Ringo, though, turned out to be the real star of this show. He was not only the rambunctious heart of the 1967 film, bickering with his "aunt Jessie" on the bus and representing the love-hate relationship between old and new generations in these exchanges, but he had a wittily offhand take on events today. There was very little in the way of a plan or script when they hired the bus, he said, and some of the cast was randomly plucked out of a catalogue of "out-of-work artists".

Martin Scorsese talked about the film's influence, while Paul Merton and Barry Miles gave us snatches of social history. A further layering of fascinating voices came with reflections from the ordinary folk surrounding this bizarre event: the cameraman was tracked down, so were two women, now middle-aged, who joined the tour at the last minute. One boarded the bus on Friday and lost her job on Monday after failing to turn up to work. A fantastically defiant letter sent to The Daily Telegraph amid mass outrage, was from an elderly couple who couldn't get enough of the film: "I laughed until I cried several times," it read.
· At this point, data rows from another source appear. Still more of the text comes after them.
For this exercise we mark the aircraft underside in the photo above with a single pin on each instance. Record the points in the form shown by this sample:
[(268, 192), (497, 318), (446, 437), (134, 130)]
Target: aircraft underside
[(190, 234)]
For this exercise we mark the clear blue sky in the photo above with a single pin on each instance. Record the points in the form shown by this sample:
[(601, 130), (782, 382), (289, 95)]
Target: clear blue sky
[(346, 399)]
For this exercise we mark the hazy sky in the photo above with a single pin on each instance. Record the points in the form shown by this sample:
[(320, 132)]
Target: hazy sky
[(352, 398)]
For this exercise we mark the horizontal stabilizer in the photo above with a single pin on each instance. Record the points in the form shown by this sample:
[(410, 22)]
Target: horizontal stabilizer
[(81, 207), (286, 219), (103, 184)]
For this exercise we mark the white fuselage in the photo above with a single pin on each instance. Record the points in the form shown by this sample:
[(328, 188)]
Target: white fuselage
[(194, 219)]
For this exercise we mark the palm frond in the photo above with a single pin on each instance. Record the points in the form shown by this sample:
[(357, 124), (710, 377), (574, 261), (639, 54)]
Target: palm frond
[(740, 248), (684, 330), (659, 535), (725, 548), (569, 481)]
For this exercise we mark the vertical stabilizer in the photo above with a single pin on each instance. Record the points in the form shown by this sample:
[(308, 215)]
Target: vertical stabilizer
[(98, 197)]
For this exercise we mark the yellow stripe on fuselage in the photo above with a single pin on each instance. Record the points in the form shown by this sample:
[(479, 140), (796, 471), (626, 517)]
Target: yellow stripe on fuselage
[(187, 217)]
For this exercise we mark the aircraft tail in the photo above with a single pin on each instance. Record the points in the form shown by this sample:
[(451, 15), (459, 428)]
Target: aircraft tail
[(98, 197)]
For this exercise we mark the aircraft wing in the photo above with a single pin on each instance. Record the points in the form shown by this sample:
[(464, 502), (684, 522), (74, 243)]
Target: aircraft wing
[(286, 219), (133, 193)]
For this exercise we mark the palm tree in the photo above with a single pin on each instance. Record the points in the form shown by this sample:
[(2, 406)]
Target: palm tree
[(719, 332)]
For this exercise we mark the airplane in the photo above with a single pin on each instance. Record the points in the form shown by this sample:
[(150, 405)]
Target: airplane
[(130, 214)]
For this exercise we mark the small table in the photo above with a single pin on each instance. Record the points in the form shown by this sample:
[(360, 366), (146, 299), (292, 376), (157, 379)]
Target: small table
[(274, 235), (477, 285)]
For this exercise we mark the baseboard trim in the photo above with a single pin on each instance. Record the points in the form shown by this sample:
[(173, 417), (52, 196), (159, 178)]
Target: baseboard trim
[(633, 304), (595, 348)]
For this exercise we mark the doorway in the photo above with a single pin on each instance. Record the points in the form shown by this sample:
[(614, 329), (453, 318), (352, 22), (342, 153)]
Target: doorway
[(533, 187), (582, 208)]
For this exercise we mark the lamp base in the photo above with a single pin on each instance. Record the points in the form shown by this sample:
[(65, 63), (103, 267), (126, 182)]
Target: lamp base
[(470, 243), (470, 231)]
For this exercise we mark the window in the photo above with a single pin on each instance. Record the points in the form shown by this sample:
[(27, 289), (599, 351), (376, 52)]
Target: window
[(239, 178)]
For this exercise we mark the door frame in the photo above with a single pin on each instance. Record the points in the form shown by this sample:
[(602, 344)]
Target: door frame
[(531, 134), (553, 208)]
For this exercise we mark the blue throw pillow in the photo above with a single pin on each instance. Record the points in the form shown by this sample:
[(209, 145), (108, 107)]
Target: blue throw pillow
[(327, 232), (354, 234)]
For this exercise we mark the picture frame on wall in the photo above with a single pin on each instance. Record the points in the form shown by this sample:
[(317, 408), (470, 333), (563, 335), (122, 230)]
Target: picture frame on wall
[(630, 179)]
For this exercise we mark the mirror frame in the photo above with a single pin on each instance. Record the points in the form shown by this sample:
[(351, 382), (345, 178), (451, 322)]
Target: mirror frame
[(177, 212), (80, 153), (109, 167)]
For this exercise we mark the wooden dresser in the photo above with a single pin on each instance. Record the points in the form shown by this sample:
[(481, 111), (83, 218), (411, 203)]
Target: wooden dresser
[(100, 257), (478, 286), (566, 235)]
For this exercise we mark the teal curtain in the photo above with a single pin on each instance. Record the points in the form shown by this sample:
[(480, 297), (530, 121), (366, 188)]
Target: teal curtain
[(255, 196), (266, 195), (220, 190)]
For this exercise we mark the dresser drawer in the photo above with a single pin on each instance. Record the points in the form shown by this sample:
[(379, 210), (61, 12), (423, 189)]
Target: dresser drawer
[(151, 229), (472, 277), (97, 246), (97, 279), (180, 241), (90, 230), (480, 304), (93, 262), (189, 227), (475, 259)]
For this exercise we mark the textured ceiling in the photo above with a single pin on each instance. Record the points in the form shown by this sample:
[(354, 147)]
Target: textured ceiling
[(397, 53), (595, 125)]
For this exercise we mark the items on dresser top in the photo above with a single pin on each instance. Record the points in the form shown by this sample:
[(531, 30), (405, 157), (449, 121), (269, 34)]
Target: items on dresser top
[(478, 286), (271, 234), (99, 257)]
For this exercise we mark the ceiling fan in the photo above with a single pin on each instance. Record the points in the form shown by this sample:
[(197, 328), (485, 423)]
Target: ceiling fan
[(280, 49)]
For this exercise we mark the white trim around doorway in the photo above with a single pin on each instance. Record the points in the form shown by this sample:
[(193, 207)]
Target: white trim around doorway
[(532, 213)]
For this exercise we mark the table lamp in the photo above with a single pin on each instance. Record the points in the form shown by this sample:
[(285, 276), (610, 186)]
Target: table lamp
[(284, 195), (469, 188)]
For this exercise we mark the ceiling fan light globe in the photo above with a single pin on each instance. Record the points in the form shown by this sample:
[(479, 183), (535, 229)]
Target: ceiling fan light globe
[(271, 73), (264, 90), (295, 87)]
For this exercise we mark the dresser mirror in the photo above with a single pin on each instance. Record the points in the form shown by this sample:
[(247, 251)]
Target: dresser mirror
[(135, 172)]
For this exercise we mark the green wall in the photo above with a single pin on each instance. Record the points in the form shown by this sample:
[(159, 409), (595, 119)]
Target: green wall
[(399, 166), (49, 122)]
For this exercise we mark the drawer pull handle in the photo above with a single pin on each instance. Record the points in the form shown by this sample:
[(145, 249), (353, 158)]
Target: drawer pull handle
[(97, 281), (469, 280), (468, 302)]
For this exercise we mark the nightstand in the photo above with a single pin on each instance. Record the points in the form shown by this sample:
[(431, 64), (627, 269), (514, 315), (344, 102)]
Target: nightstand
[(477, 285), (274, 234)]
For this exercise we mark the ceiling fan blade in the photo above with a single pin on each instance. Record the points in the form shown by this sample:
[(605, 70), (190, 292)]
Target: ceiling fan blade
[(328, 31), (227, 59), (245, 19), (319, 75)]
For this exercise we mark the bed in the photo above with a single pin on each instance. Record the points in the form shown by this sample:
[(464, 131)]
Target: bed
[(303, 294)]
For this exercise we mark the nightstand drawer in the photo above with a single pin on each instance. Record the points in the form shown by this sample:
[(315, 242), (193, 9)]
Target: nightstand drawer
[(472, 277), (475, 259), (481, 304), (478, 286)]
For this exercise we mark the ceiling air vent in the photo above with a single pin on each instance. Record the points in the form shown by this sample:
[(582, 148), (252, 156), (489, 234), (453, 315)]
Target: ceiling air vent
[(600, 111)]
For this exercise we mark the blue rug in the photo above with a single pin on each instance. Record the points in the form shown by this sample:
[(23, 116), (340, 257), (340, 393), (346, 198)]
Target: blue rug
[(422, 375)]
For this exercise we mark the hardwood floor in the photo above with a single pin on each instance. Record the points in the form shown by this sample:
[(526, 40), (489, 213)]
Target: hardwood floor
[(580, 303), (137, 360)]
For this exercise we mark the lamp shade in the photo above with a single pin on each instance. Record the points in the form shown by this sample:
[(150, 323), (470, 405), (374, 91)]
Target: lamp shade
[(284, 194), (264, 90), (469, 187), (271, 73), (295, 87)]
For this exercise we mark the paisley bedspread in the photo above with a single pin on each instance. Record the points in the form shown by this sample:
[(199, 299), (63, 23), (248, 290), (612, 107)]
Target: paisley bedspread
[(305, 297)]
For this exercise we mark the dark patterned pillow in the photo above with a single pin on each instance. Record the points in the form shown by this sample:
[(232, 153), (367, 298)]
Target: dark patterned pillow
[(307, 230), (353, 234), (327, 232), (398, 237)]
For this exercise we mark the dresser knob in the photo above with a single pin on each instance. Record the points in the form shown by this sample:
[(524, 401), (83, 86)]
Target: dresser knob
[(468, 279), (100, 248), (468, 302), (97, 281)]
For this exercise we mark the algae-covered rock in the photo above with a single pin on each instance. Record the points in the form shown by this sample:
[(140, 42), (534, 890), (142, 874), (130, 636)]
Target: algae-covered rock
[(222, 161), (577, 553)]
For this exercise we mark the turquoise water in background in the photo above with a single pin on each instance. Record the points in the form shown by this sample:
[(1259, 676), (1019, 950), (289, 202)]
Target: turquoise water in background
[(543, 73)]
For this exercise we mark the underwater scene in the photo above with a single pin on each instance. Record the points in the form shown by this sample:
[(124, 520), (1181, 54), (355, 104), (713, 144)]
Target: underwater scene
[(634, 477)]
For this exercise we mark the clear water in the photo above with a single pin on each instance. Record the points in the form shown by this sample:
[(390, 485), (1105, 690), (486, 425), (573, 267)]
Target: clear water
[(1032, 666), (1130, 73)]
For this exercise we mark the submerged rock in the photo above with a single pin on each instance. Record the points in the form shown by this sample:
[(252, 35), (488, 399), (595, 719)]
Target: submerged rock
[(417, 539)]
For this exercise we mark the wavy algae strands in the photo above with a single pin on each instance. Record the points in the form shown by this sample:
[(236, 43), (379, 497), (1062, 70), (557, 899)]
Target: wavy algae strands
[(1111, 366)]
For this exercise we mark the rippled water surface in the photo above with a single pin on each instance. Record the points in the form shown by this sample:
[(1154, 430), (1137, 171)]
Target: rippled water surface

The documentary scratched beneath the surface of the public outrage and came to interesting conclusions: the film crystallised the collision course that the old and new orders had been heading towards in this decade. Deviation from the norm was still frowned upon, yet people – the Beatles and their busload – were deviating. One woman who watched the film with her father remembered: "My dad said they should get a haircut." She told him, "Jesus had long hair", which must have shut him up. The film may well have marked the starting point of an era now in full bloom, in which youth culture is the new religion.

Afterwards, appropriately, came the first BBC airing of Magical Mystery Tour since 1979. The Beatles made the film the way a group of pals might make a home movie, with no storyboard, only a spirit of adventure. The result is as artistically audacious as it is silly, though today, its historical value eclipses its creative merits, serving as a time capsule of Sixties counter-culture. Then, it paved the way for the surrealism that McCartney referred to in British cinema. Alternative worlds spliced into one another in what seemed like a trek through the subconscious. As the Telegraph-reading couple wrote, it was over all too quickly.